The Potential of Generative AI
Generative AI has immense potential but also presents challenges. While Jean-Mack is optimistic about the positive outcomes it can produce, there is a need for caution. Rushing to feed poorly cleaned and low-quality data into large language models can lead to detrimental outcomes for companies. Instead, a focus on responsible data sharing and high data quality is essential. Data mesh provides building blocks to address these challenges and ensure that generative AI is applied with intentionality and reliability. The discipline and attention given to data quality in enterprises are encouraging signs. Jean-Mack emphasizes that even with advances in generative AI, the importance of timely, high-quality data cannot be overlooked.
Data Quality and the Urgency for Responsible Data Sharing
The seductive nature of generative AI can divert attention and resources from responsible data sharing practices. Jean-Mack stresses the need to avoid using centralized data collection methods and highlights the dangers of relying on imbalanced power dynamics created by only a few organizations having access to vast amounts of data. It is essential to bridge the democratization of technology access with equitable access to data. Data mesh and decentralized data ownership play a pivotal role in shifting the focus towards intentional and high-quality data sharing. The conversation continues around the challenges of implementing generative AI, the importance of clean data, and the ongoing need to explore ethical practices in the application of technology.
This is just scratching the surface of generative AI and data mesh - we will have much deeper discussions in future episodes.
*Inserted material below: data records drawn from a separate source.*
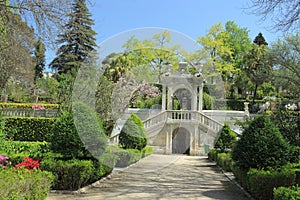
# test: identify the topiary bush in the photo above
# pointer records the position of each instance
(261, 146)
(226, 139)
(65, 139)
(133, 134)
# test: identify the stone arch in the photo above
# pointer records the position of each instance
(181, 141)
(184, 96)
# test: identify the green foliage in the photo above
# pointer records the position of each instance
(288, 123)
(28, 128)
(287, 193)
(133, 134)
(262, 182)
(260, 146)
(28, 149)
(27, 105)
(147, 151)
(69, 175)
(224, 161)
(23, 184)
(89, 128)
(75, 50)
(226, 140)
(207, 101)
(65, 139)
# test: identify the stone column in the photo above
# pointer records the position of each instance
(200, 100)
(194, 98)
(169, 100)
(169, 140)
(164, 98)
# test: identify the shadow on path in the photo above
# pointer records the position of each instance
(164, 177)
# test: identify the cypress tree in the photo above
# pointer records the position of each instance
(77, 41)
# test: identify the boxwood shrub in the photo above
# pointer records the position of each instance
(69, 175)
(28, 128)
(23, 184)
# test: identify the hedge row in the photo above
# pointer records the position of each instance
(23, 184)
(28, 128)
(27, 105)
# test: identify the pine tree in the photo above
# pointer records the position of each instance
(39, 58)
(76, 42)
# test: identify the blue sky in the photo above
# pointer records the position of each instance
(192, 18)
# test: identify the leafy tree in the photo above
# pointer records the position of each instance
(47, 16)
(226, 140)
(261, 145)
(285, 14)
(39, 59)
(16, 61)
(285, 55)
(77, 42)
(225, 46)
(153, 53)
(257, 63)
(133, 134)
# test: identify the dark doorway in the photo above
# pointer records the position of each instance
(180, 141)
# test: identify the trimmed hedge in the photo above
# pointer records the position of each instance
(70, 174)
(133, 134)
(28, 128)
(23, 184)
(128, 157)
(287, 193)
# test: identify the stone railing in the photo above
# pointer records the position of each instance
(29, 112)
(177, 115)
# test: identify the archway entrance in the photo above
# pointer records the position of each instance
(180, 141)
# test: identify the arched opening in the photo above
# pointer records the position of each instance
(180, 141)
(184, 98)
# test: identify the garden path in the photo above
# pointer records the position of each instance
(163, 177)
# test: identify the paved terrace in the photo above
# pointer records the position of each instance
(163, 177)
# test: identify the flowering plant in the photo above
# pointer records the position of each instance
(29, 164)
(38, 107)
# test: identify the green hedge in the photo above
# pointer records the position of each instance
(23, 184)
(262, 182)
(28, 128)
(27, 105)
(287, 193)
(70, 174)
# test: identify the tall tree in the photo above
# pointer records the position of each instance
(284, 14)
(257, 66)
(285, 55)
(77, 42)
(39, 59)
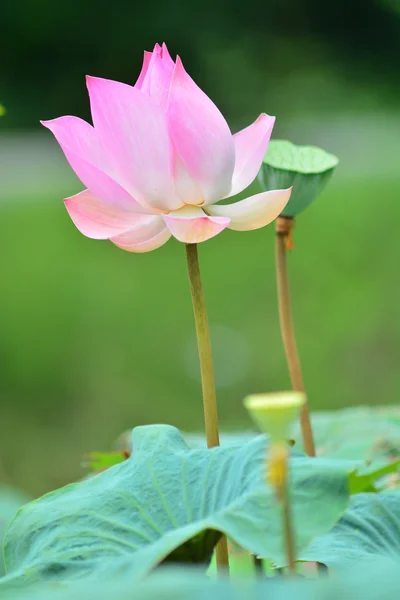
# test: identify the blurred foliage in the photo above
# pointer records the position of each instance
(240, 53)
(95, 340)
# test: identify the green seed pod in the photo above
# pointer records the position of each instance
(306, 168)
(275, 413)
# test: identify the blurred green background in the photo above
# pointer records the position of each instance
(94, 340)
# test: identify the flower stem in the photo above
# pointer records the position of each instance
(284, 226)
(278, 475)
(207, 372)
(288, 529)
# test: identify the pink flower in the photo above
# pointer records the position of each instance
(160, 155)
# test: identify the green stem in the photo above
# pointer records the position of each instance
(207, 372)
(288, 529)
(287, 328)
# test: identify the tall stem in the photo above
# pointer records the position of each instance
(207, 372)
(283, 229)
(278, 476)
(288, 529)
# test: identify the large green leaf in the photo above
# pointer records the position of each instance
(10, 502)
(369, 530)
(170, 502)
(306, 168)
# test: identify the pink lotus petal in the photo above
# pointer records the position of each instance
(98, 220)
(191, 225)
(157, 80)
(149, 236)
(186, 188)
(146, 61)
(250, 147)
(253, 212)
(201, 136)
(134, 131)
(80, 145)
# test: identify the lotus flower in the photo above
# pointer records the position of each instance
(158, 158)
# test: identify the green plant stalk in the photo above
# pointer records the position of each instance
(284, 226)
(277, 476)
(288, 528)
(207, 373)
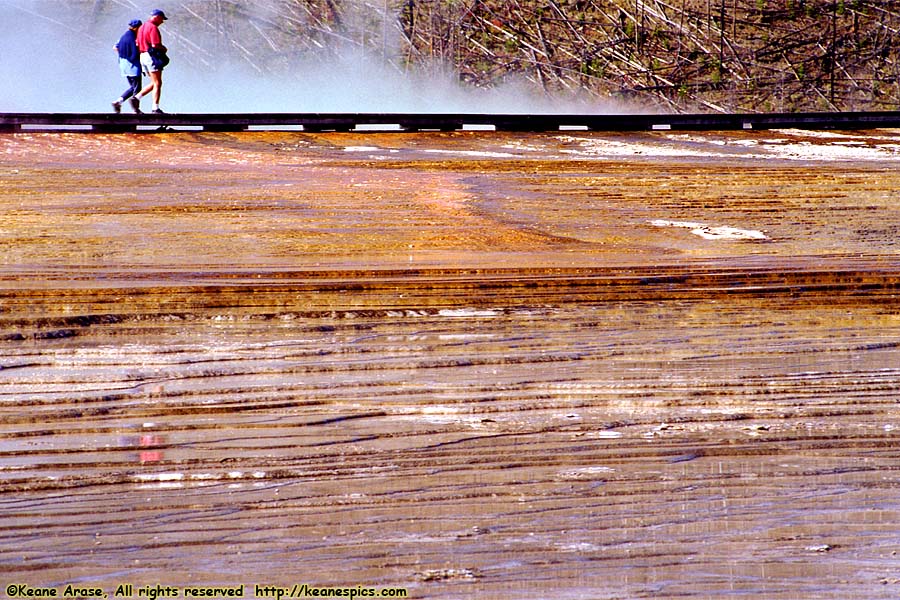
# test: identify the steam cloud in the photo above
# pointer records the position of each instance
(56, 56)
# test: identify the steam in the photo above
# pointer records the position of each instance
(57, 56)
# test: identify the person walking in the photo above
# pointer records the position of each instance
(130, 66)
(154, 56)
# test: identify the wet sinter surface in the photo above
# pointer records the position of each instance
(572, 365)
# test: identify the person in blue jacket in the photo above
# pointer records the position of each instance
(130, 65)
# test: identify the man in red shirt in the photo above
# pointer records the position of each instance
(153, 56)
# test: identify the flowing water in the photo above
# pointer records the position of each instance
(471, 364)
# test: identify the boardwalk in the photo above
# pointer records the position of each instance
(465, 364)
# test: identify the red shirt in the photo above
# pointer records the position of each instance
(148, 35)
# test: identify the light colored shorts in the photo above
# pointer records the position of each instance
(147, 64)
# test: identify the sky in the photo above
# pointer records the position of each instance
(57, 56)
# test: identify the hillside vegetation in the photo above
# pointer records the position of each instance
(709, 55)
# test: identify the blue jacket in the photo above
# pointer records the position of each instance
(127, 47)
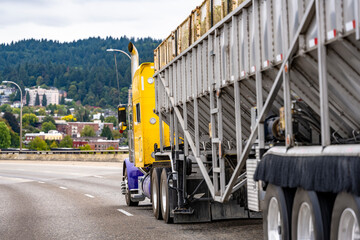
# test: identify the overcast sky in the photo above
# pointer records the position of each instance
(68, 20)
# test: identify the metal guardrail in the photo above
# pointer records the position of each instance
(67, 152)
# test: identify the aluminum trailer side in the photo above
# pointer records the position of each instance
(272, 93)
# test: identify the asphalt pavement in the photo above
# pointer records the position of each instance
(70, 200)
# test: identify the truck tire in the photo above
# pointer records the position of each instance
(165, 196)
(345, 217)
(128, 200)
(276, 213)
(307, 217)
(155, 192)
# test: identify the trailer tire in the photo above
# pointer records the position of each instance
(128, 200)
(155, 192)
(277, 202)
(165, 196)
(346, 212)
(306, 209)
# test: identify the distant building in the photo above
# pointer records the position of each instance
(74, 129)
(16, 104)
(104, 144)
(96, 143)
(52, 95)
(97, 116)
(52, 135)
(5, 93)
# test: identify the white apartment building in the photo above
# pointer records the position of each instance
(52, 95)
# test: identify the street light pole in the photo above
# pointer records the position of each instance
(117, 74)
(118, 50)
(20, 111)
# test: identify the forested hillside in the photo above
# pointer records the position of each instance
(83, 68)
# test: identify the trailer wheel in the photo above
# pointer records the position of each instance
(345, 217)
(307, 220)
(276, 213)
(165, 196)
(155, 192)
(128, 200)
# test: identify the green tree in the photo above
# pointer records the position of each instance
(116, 134)
(66, 142)
(38, 144)
(30, 119)
(5, 108)
(5, 137)
(54, 145)
(111, 148)
(62, 100)
(27, 98)
(88, 131)
(44, 101)
(42, 112)
(111, 119)
(39, 81)
(15, 140)
(49, 118)
(37, 100)
(86, 147)
(106, 132)
(47, 126)
(10, 118)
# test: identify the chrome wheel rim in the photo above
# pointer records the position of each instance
(274, 220)
(163, 196)
(154, 196)
(348, 225)
(305, 226)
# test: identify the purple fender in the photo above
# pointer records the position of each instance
(133, 174)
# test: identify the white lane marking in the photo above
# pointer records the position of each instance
(98, 176)
(125, 212)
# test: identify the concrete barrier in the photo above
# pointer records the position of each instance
(66, 157)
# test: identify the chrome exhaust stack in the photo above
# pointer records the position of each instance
(134, 59)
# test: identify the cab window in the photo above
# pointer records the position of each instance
(138, 119)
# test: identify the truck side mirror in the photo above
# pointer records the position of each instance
(122, 119)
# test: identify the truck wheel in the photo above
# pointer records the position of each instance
(165, 196)
(307, 221)
(128, 200)
(276, 213)
(155, 192)
(345, 217)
Zhamak believes generative AI has a ton of positive real world potential, especially in data mesh. Scott is more skeptical. But if things like GenAI are only able to be leveraged by a few large companies trying to collect as much information - especially sensitive information - as possible, there are some big potential societal issues that might come from that. We need to democratize the ability to leverage these types of tools.
ChatGPT set off a frenzy. It can be easy to want to move incredibly fast towards implementing generative AI. But companies don't have the vast amount of data where they can throw moderate - or worse - quality data and get something useful out. Garbage in, garbage out is a real concern.
Because they have less data than essentially the sum of the internet like OpenAI used for ChatGPT, companies need to focus on providing quality data into an LLM (large language model) in order for it to actually provide good results. Again, otherwise it is garbage in, garbage out.
Sponsored by NextData, Zhamak's company that is helping ease data product creation.